Health Check-ups and Consultation services: Under this cover, the insured person shall be made available an access to the health consultations across the network providers or other empanelled hospitals of the insurer, for getting periodic consultation of at least once in a policy year. 
 
Disease Management: Under this cover, every insured person shall be provided an access to the professional medical services for bettering the health profile. As part of post-hospitalization services follow up care shall be made available, as part of Disease Management.

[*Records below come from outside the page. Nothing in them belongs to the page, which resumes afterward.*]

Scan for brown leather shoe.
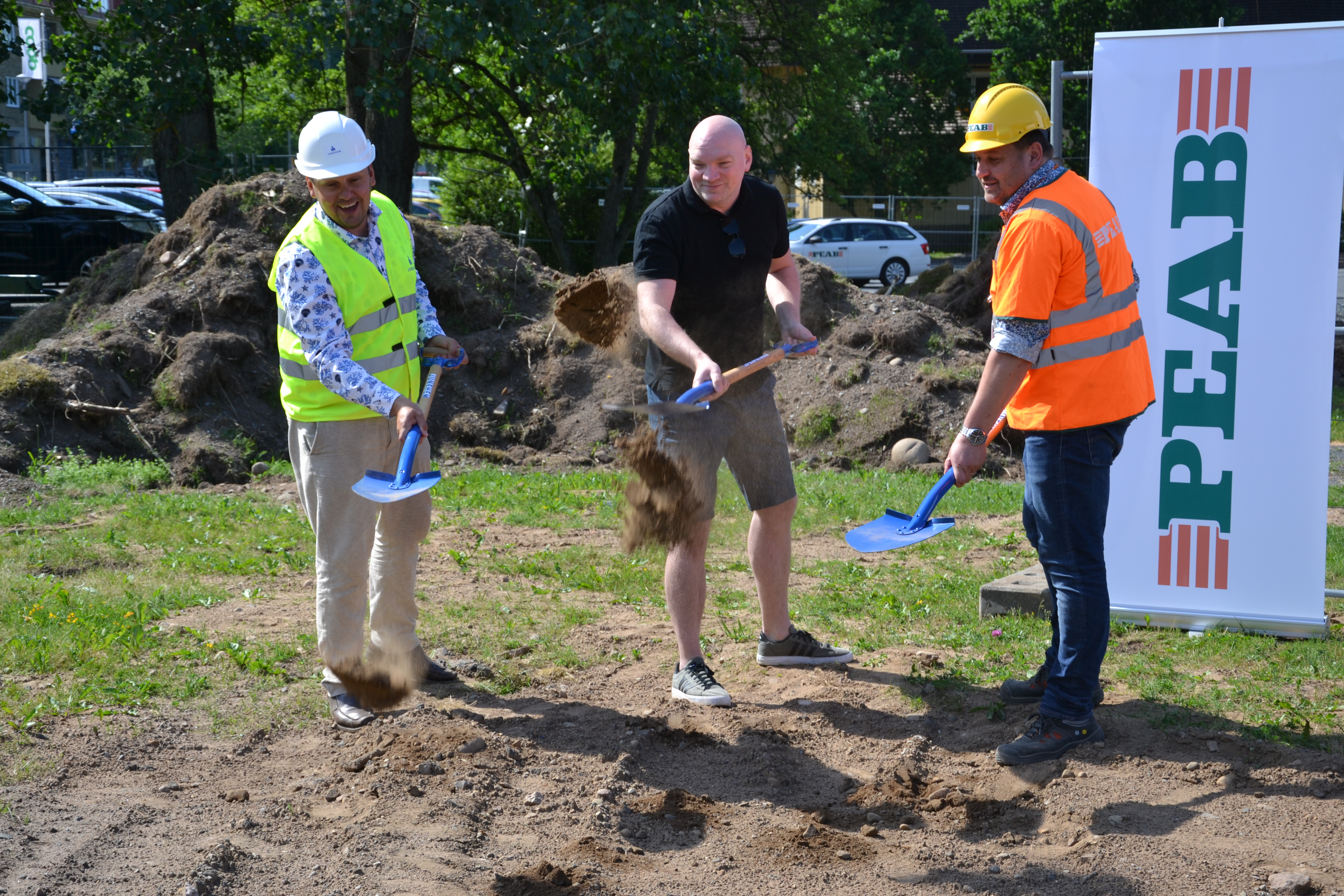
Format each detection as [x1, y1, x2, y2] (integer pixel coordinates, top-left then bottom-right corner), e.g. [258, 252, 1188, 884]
[327, 693, 376, 731]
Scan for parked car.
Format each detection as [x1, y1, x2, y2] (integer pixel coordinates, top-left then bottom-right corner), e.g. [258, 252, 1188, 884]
[52, 184, 164, 218]
[411, 175, 444, 196]
[43, 187, 148, 212]
[55, 177, 160, 193]
[789, 218, 929, 286]
[0, 177, 164, 281]
[411, 191, 444, 220]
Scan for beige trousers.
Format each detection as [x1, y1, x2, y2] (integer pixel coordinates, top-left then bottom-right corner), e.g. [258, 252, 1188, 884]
[289, 416, 430, 696]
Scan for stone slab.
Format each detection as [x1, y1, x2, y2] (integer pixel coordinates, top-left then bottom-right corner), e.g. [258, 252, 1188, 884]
[980, 563, 1055, 619]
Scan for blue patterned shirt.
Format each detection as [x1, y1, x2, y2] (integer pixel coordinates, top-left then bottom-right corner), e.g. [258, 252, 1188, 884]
[276, 203, 444, 416]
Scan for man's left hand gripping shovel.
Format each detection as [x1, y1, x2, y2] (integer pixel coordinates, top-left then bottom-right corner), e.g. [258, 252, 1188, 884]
[351, 346, 466, 504]
[844, 411, 1008, 554]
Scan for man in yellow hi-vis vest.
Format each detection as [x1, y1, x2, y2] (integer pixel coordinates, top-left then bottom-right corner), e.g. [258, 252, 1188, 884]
[270, 111, 460, 728]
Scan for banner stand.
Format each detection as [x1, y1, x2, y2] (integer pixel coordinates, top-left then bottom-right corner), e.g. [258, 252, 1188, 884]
[1090, 22, 1344, 638]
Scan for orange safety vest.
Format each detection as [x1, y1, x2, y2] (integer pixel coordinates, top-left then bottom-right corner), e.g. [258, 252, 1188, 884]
[989, 171, 1156, 430]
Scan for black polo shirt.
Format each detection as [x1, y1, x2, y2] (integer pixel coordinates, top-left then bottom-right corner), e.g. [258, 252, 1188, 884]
[634, 175, 789, 398]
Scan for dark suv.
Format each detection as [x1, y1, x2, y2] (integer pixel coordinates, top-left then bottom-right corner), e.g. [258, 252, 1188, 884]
[0, 177, 164, 281]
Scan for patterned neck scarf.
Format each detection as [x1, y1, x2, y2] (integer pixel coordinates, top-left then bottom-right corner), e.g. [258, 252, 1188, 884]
[999, 158, 1068, 224]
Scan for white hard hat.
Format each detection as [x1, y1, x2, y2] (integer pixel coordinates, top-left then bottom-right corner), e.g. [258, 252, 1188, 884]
[294, 111, 374, 177]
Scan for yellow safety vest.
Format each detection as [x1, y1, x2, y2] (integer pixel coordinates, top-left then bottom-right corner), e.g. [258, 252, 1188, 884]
[270, 192, 421, 421]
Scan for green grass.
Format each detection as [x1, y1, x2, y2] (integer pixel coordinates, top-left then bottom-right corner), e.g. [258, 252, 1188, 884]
[793, 402, 844, 444]
[0, 455, 1344, 752]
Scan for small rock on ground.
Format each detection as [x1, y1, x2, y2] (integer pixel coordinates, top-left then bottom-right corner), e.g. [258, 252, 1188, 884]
[1269, 870, 1312, 893]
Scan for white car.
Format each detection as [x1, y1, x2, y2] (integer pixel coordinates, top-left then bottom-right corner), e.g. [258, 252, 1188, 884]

Insurers may also provide other suitable services under this programme. 
 
Fitness Activities: Under this cover, insurers shall provide parametric indices based on fitness regime being followed by insured person, during the policy tenure and reward mechanism shall be designed so as to incentivize the policyholders to continue with the fitness regime. 
 
Outpatient consultations or treatments: Under this programme, insured person shall be provided services of outpatient consultations or treatments periodically or based on the pre-determined triggers contingent upon the health of the insured. 
 
No deductible features are permitted under the base cover. 
 
A standard Co-Pay shall be offered. 
 
Add-ons or optional covers are not allowed to be attached to the base health cover under standard health product policy.